Sahaptin People - Heritage

Heritage

They are of the Shahaptian linguistic stock, to which belong also the Palouse, Umatilla, Tenino, Yakama and others farther to the west, with whom they maintained close friendly relations, while frequently at variance with the Salishan tribes on their northern border — the Flatheads, Coeur d'Alene and Spokane — and in chronic warfare with the Blackfeet, Crows and Shoshoni on the east and south.

They call themselves Ni Mii Puu, meaning simply "the people", or "we the people". The name Sahaptin or Saptin comes through the Salishan tribes. When Lewis and Clark came through the area in 1805, they were called Chopunnish, possibly another form of Saptin. The popular and official name of Nez Percés, "Pierced Noses", originally bestowed by the French trappers, refers to a former custom of wearing a dentalium shell through a hole bored in the septum of the nose.
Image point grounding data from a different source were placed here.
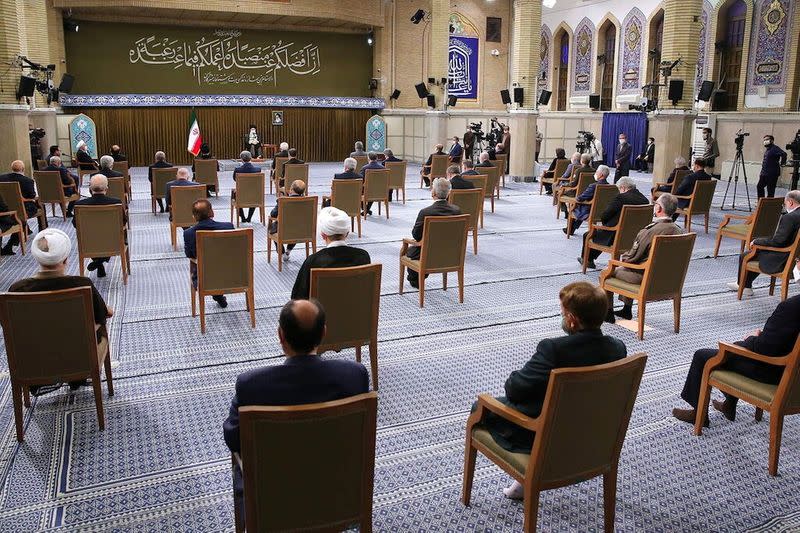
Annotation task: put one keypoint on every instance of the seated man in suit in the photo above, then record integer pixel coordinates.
(160, 162)
(686, 187)
(334, 226)
(440, 190)
(628, 195)
(776, 340)
(456, 181)
(773, 262)
(51, 248)
(203, 215)
(583, 306)
(298, 188)
(581, 211)
(245, 168)
(303, 378)
(664, 208)
(98, 186)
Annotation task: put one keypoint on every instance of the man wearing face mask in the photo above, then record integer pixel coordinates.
(583, 306)
(774, 157)
(622, 157)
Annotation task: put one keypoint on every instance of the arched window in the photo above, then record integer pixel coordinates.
(730, 47)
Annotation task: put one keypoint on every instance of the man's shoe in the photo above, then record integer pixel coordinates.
(726, 408)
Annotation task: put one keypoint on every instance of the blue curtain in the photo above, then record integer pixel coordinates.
(633, 124)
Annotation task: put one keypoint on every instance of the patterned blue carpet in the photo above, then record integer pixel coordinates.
(162, 465)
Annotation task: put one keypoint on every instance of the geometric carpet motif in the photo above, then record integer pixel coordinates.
(162, 465)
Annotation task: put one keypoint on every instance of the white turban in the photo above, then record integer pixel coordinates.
(50, 247)
(334, 221)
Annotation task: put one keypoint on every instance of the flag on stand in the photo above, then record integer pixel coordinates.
(195, 139)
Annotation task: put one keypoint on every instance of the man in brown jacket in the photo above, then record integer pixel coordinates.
(664, 208)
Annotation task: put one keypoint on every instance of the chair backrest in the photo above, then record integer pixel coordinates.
(376, 184)
(70, 347)
(397, 173)
(631, 221)
(308, 467)
(470, 201)
(297, 218)
(444, 242)
(205, 171)
(225, 259)
(767, 216)
(162, 176)
(295, 172)
(346, 195)
(585, 416)
(250, 189)
(702, 196)
(182, 200)
(439, 165)
(668, 263)
(99, 229)
(351, 298)
(49, 186)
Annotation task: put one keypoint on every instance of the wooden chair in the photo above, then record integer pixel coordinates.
(224, 266)
(676, 182)
(584, 180)
(249, 192)
(762, 223)
(439, 164)
(100, 230)
(205, 172)
(632, 220)
(181, 208)
(444, 245)
(68, 352)
(471, 203)
(603, 195)
(579, 433)
(750, 264)
(289, 483)
(51, 191)
(292, 173)
(376, 189)
(664, 273)
(699, 202)
(397, 177)
(158, 187)
(346, 195)
(552, 179)
(778, 400)
(351, 299)
(297, 223)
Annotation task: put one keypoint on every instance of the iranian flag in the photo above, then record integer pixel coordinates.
(195, 139)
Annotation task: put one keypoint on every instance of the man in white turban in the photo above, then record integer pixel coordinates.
(51, 249)
(334, 225)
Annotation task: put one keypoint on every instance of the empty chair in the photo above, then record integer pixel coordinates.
(444, 245)
(297, 223)
(289, 485)
(351, 298)
(69, 351)
(579, 434)
(224, 266)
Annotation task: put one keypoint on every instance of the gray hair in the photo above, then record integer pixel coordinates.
(668, 203)
(441, 188)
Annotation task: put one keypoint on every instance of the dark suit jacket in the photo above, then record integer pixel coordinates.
(190, 234)
(526, 388)
(785, 233)
(299, 380)
(330, 257)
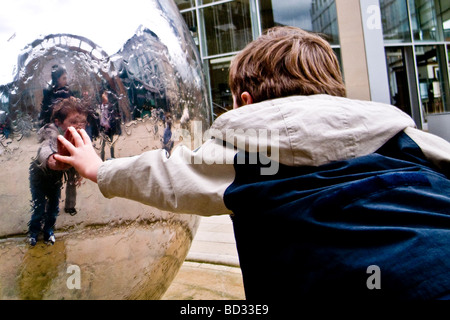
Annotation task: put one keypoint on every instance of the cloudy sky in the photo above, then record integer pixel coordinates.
(293, 12)
(109, 23)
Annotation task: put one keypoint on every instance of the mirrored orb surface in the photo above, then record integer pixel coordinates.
(135, 68)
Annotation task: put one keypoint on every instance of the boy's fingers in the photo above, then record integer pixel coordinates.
(85, 136)
(70, 147)
(78, 141)
(63, 159)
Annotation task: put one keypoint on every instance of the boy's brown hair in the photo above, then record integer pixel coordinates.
(63, 107)
(285, 61)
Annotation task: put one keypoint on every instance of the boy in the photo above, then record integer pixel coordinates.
(345, 186)
(46, 172)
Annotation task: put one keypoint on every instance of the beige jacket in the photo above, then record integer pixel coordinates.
(309, 131)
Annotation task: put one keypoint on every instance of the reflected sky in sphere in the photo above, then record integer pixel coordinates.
(107, 23)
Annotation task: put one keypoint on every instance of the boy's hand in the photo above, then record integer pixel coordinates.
(82, 154)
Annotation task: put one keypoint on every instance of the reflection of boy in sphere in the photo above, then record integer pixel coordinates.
(109, 125)
(167, 142)
(46, 172)
(57, 90)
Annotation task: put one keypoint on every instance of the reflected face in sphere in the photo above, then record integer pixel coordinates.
(151, 70)
(73, 119)
(62, 81)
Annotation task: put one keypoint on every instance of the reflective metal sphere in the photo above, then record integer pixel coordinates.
(136, 67)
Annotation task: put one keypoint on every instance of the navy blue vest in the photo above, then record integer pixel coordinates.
(315, 232)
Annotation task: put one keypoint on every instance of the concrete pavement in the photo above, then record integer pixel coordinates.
(211, 269)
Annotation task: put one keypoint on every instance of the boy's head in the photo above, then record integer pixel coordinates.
(285, 61)
(59, 76)
(70, 112)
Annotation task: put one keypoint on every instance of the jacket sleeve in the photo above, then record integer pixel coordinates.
(188, 181)
(435, 149)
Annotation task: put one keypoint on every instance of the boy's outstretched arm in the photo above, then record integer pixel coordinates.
(82, 154)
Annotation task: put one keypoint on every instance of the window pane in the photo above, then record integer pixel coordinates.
(423, 19)
(185, 4)
(200, 2)
(228, 27)
(444, 13)
(220, 91)
(398, 79)
(394, 15)
(433, 82)
(312, 15)
(190, 17)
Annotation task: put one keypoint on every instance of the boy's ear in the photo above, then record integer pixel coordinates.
(246, 98)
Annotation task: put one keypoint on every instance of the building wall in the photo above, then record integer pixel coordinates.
(392, 51)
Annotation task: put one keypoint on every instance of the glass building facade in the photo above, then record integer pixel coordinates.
(222, 28)
(416, 35)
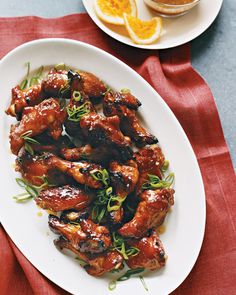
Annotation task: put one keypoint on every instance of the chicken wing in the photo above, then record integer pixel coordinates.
(82, 172)
(151, 253)
(124, 178)
(48, 115)
(63, 198)
(89, 84)
(56, 84)
(150, 213)
(35, 169)
(100, 154)
(85, 236)
(24, 98)
(95, 265)
(99, 130)
(120, 105)
(149, 160)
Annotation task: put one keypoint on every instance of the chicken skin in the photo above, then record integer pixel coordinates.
(124, 106)
(149, 160)
(85, 236)
(55, 83)
(99, 130)
(80, 171)
(100, 154)
(124, 178)
(96, 265)
(63, 198)
(151, 212)
(151, 253)
(22, 98)
(48, 115)
(35, 168)
(89, 84)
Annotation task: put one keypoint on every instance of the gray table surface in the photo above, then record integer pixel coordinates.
(213, 53)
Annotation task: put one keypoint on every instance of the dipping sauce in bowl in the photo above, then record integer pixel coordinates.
(171, 8)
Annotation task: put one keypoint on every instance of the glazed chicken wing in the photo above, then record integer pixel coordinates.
(151, 253)
(124, 177)
(96, 265)
(85, 236)
(48, 115)
(34, 169)
(22, 98)
(80, 171)
(63, 198)
(89, 84)
(55, 82)
(149, 160)
(99, 130)
(124, 106)
(100, 154)
(150, 213)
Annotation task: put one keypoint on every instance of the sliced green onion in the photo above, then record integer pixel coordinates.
(130, 273)
(31, 191)
(22, 198)
(21, 182)
(33, 81)
(118, 203)
(143, 282)
(101, 175)
(155, 182)
(125, 90)
(76, 113)
(132, 251)
(165, 166)
(112, 285)
(120, 246)
(28, 141)
(76, 95)
(24, 83)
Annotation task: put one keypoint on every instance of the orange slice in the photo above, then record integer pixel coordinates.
(111, 11)
(143, 32)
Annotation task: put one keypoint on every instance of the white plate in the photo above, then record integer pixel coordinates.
(176, 31)
(184, 225)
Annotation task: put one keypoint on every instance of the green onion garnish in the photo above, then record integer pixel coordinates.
(119, 245)
(125, 90)
(165, 166)
(76, 113)
(24, 83)
(35, 80)
(76, 95)
(28, 141)
(154, 182)
(130, 273)
(112, 285)
(143, 282)
(31, 191)
(102, 176)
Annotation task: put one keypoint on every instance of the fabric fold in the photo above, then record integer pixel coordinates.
(187, 94)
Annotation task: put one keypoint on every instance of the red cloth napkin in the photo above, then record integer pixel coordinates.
(171, 74)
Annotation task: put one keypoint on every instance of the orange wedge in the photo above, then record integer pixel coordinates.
(111, 11)
(143, 32)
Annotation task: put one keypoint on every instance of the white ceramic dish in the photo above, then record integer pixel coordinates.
(175, 32)
(184, 225)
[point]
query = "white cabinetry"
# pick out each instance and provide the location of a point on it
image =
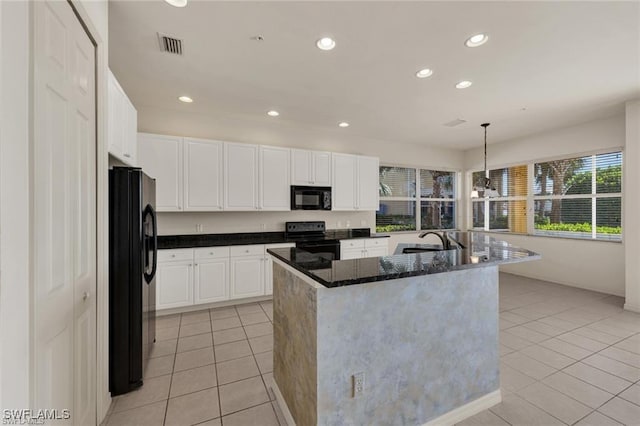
(355, 182)
(368, 183)
(344, 177)
(161, 158)
(310, 168)
(240, 176)
(275, 178)
(122, 123)
(174, 279)
(203, 175)
(247, 271)
(360, 248)
(211, 278)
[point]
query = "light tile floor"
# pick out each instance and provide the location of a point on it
(568, 356)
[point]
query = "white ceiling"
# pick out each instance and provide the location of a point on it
(565, 62)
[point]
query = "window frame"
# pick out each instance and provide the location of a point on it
(531, 198)
(457, 199)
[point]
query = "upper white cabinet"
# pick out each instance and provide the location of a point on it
(368, 183)
(161, 158)
(345, 175)
(355, 182)
(241, 176)
(203, 175)
(310, 168)
(122, 123)
(275, 178)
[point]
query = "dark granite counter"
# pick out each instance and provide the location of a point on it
(212, 240)
(479, 250)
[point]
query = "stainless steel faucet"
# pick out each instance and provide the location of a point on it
(446, 244)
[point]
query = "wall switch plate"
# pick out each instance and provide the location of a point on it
(358, 384)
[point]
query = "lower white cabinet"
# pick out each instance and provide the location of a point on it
(173, 284)
(213, 274)
(247, 277)
(366, 247)
(210, 281)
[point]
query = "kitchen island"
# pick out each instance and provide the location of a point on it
(402, 339)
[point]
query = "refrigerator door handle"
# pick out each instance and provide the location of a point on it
(150, 211)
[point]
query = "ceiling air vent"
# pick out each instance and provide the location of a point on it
(170, 44)
(454, 123)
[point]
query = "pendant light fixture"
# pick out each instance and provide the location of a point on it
(483, 188)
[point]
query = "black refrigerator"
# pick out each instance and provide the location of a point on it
(132, 269)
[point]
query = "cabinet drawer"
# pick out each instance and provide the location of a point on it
(376, 242)
(175, 254)
(274, 246)
(211, 253)
(252, 250)
(350, 244)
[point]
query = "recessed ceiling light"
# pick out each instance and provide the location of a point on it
(424, 73)
(326, 43)
(476, 40)
(177, 3)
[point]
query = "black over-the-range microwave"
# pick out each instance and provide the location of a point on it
(310, 198)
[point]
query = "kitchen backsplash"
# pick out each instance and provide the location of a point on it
(227, 222)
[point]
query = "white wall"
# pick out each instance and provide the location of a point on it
(631, 223)
(594, 265)
(15, 291)
(229, 222)
(170, 122)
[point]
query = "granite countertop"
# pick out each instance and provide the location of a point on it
(480, 250)
(212, 240)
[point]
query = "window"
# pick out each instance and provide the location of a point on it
(414, 199)
(508, 212)
(577, 197)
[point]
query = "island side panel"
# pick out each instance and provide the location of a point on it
(426, 345)
(295, 344)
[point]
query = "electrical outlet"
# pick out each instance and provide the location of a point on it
(358, 384)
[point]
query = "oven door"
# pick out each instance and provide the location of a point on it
(329, 250)
(310, 198)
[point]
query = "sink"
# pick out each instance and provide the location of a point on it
(420, 249)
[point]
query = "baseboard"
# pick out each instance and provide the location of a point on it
(202, 306)
(561, 282)
(472, 408)
(631, 308)
(282, 404)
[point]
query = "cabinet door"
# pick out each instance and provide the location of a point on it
(211, 281)
(241, 176)
(275, 175)
(115, 117)
(344, 177)
(174, 285)
(301, 167)
(247, 277)
(321, 168)
(161, 158)
(203, 175)
(368, 183)
(130, 152)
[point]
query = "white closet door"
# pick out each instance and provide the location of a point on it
(64, 227)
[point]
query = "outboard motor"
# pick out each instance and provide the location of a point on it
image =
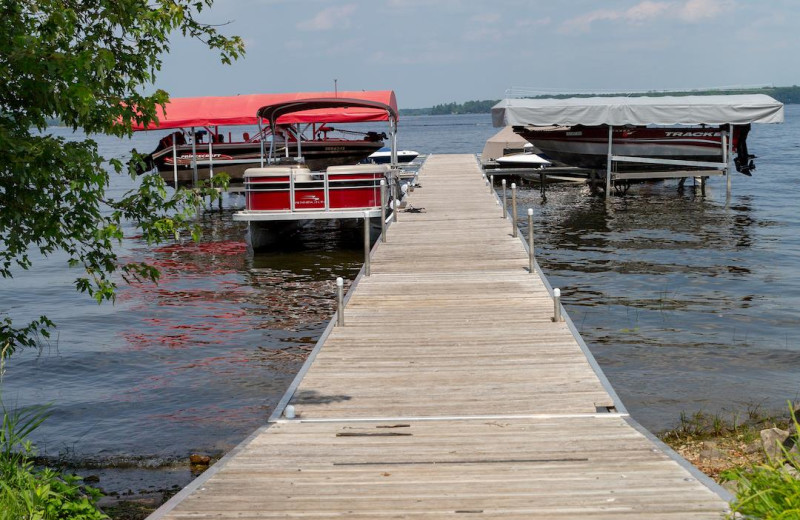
(743, 160)
(165, 142)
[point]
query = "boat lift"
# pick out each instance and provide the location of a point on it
(722, 110)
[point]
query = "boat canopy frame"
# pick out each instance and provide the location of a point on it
(723, 110)
(214, 111)
(274, 112)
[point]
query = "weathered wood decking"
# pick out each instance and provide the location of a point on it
(449, 391)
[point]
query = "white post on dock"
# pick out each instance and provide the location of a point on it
(383, 210)
(194, 158)
(514, 209)
(175, 162)
(393, 138)
(557, 305)
(299, 145)
(340, 301)
(366, 244)
(530, 240)
(505, 204)
(608, 160)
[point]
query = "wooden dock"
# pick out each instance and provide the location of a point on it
(450, 392)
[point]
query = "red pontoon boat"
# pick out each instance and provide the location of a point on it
(200, 148)
(282, 196)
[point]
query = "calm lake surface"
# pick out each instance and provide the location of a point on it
(688, 302)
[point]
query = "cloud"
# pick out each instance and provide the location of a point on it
(691, 11)
(646, 11)
(699, 10)
(338, 16)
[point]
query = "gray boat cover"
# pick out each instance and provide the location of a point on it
(667, 110)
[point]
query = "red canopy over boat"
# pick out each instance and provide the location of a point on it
(241, 110)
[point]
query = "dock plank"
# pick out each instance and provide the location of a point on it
(450, 391)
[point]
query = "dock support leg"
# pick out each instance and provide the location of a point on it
(514, 210)
(340, 301)
(505, 204)
(557, 306)
(541, 184)
(383, 210)
(730, 160)
(366, 244)
(530, 240)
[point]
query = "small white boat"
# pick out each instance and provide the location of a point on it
(522, 160)
(384, 156)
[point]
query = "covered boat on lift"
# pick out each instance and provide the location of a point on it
(284, 194)
(199, 147)
(626, 138)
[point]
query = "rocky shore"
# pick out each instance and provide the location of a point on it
(723, 448)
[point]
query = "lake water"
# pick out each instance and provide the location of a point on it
(688, 302)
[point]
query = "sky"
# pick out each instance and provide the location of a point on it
(442, 51)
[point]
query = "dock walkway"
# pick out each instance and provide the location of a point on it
(450, 391)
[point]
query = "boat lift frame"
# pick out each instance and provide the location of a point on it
(724, 167)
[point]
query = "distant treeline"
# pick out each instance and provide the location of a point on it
(786, 95)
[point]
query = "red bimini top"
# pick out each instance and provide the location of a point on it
(243, 110)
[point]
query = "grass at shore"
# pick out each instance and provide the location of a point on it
(731, 451)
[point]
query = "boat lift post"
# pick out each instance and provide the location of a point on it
(393, 139)
(194, 158)
(729, 158)
(608, 160)
(210, 155)
(300, 159)
(383, 210)
(175, 162)
(366, 244)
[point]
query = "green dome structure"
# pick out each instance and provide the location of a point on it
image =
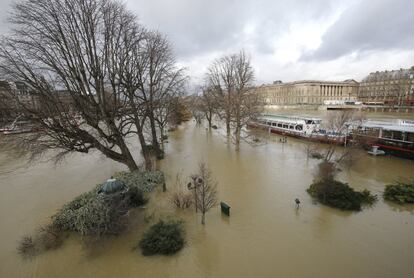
(112, 186)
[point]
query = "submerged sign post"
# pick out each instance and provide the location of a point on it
(225, 208)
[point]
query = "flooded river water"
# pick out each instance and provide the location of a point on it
(265, 236)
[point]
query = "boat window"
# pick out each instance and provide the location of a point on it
(410, 137)
(398, 135)
(387, 134)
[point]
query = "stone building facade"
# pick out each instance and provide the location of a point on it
(306, 92)
(391, 88)
(9, 106)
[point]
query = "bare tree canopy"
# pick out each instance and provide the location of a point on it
(206, 190)
(89, 58)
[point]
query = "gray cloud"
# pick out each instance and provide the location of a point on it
(352, 37)
(200, 26)
(367, 26)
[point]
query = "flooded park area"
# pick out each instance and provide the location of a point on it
(265, 235)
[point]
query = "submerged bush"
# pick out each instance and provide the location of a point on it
(165, 238)
(181, 199)
(46, 238)
(146, 181)
(401, 193)
(136, 197)
(340, 195)
(97, 214)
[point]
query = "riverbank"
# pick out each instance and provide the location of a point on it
(265, 235)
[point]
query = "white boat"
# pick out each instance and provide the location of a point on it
(302, 127)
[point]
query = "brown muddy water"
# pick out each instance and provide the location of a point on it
(265, 236)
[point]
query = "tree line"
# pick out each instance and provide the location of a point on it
(228, 94)
(121, 77)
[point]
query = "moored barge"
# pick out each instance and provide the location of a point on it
(300, 127)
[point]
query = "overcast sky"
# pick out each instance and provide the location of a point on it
(286, 39)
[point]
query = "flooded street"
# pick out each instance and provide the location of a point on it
(265, 236)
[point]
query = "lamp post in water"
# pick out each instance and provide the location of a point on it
(197, 181)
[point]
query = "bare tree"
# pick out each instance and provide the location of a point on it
(161, 82)
(220, 77)
(205, 190)
(114, 72)
(338, 126)
(231, 80)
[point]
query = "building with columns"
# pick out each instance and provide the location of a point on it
(390, 88)
(306, 92)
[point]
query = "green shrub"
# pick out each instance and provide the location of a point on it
(46, 238)
(340, 195)
(165, 238)
(95, 214)
(136, 197)
(146, 181)
(98, 215)
(401, 193)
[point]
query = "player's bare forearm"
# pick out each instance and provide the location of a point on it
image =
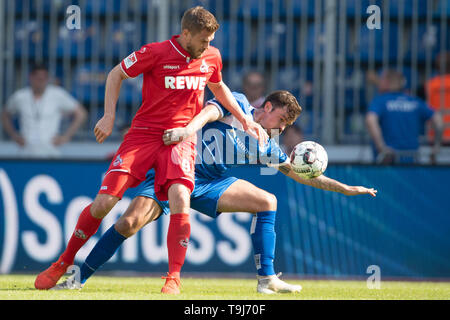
(209, 113)
(325, 183)
(104, 126)
(112, 90)
(225, 97)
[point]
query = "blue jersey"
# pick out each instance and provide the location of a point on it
(401, 119)
(223, 144)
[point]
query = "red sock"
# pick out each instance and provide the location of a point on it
(86, 226)
(177, 241)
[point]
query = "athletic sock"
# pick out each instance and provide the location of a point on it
(86, 226)
(263, 240)
(177, 241)
(105, 248)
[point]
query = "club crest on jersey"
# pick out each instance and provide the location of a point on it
(185, 82)
(204, 67)
(184, 242)
(117, 161)
(130, 60)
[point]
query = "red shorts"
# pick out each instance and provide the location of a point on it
(140, 152)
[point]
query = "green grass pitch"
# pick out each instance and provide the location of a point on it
(20, 287)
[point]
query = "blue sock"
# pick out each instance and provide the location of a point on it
(263, 239)
(105, 248)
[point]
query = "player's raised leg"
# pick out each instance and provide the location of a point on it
(244, 196)
(87, 225)
(177, 235)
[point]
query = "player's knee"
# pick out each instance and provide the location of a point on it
(179, 196)
(127, 226)
(102, 206)
(269, 202)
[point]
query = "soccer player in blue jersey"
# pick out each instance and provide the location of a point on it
(224, 144)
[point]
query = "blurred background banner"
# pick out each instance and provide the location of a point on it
(331, 54)
(404, 230)
(322, 51)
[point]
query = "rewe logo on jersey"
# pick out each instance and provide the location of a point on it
(185, 82)
(204, 67)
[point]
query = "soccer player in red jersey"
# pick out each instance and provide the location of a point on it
(176, 72)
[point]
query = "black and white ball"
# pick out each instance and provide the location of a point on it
(309, 159)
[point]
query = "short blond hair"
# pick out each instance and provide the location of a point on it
(197, 19)
(283, 98)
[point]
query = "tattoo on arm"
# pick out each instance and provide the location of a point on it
(326, 183)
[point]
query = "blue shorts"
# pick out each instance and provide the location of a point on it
(204, 197)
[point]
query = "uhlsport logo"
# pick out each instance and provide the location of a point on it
(184, 242)
(117, 161)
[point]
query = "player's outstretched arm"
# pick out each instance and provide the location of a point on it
(104, 126)
(225, 97)
(325, 183)
(209, 113)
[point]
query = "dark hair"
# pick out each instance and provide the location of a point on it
(197, 19)
(38, 67)
(283, 98)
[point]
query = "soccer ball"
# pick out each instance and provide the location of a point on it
(309, 159)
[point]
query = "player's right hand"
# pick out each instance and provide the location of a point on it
(103, 128)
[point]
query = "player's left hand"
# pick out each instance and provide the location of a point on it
(354, 191)
(255, 130)
(175, 135)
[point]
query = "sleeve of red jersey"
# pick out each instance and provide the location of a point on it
(138, 62)
(216, 77)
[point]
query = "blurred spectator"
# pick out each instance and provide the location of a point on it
(291, 136)
(254, 87)
(395, 121)
(40, 108)
(438, 94)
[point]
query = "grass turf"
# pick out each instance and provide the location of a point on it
(20, 287)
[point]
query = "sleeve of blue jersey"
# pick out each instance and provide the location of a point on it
(376, 105)
(426, 111)
(241, 100)
(273, 151)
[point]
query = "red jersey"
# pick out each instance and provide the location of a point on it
(174, 84)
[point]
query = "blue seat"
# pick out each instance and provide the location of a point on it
(230, 38)
(365, 43)
(290, 79)
(30, 36)
(124, 38)
(396, 8)
(428, 40)
(275, 38)
(90, 81)
(300, 8)
(443, 6)
(252, 8)
(310, 42)
(102, 6)
(70, 42)
(354, 8)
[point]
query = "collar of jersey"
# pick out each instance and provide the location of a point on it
(179, 48)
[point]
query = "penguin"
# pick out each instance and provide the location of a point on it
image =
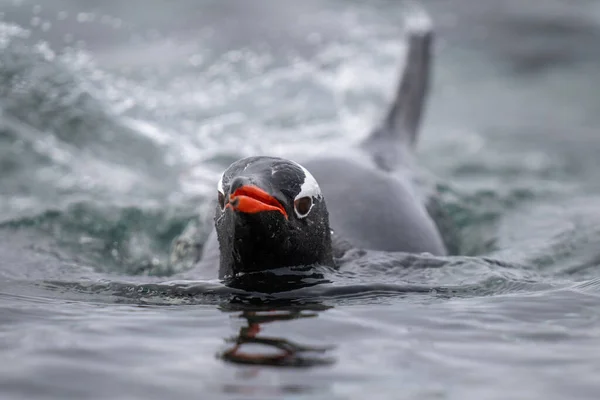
(273, 212)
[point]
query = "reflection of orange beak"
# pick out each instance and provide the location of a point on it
(251, 200)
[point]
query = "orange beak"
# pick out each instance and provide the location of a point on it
(252, 200)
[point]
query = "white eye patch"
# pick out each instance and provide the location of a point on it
(310, 187)
(220, 184)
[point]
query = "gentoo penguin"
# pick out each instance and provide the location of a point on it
(273, 212)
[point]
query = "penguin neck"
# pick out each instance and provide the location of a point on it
(255, 253)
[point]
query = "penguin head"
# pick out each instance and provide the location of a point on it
(270, 213)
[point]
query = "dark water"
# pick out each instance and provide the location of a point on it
(116, 117)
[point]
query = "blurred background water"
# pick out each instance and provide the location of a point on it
(117, 117)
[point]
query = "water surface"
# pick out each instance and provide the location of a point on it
(116, 118)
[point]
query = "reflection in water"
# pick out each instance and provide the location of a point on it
(287, 353)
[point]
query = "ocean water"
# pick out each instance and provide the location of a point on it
(116, 119)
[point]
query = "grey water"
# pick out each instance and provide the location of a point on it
(116, 119)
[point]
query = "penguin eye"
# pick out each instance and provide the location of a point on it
(302, 206)
(221, 200)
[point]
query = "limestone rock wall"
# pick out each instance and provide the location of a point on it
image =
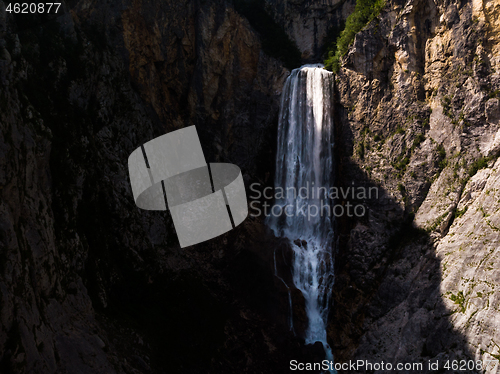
(418, 103)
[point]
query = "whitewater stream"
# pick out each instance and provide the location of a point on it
(304, 169)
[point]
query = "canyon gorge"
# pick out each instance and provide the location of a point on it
(89, 283)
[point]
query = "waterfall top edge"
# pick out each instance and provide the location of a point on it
(312, 67)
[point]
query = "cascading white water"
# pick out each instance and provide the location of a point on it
(304, 171)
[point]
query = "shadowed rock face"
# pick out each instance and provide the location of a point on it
(90, 283)
(80, 91)
(308, 23)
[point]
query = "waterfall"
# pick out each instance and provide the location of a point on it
(304, 172)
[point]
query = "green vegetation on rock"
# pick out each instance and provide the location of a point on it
(364, 12)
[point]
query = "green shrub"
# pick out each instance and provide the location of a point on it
(364, 12)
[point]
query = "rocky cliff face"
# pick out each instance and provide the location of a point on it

In 1805 they numbered, according to the most reliable estimates, probably over 6,000 but have greatly decreased since the advent of the whites, and they are still on the decline. Contributing causes were incessant wars with the more powerful Blackfeet in earlier years; a wasting fever, and measles epidemic (1847) from contact with immigrants; smallpox and other diseases following the occupation of the country by miners after 1860; losses in the war of 1877 and subsequent removals; and wholesale spread of consumption because of their changed condition of living under civilization. In 1848 they were officially estimated at 3,000; by 1910 they were officially reported at 1,530.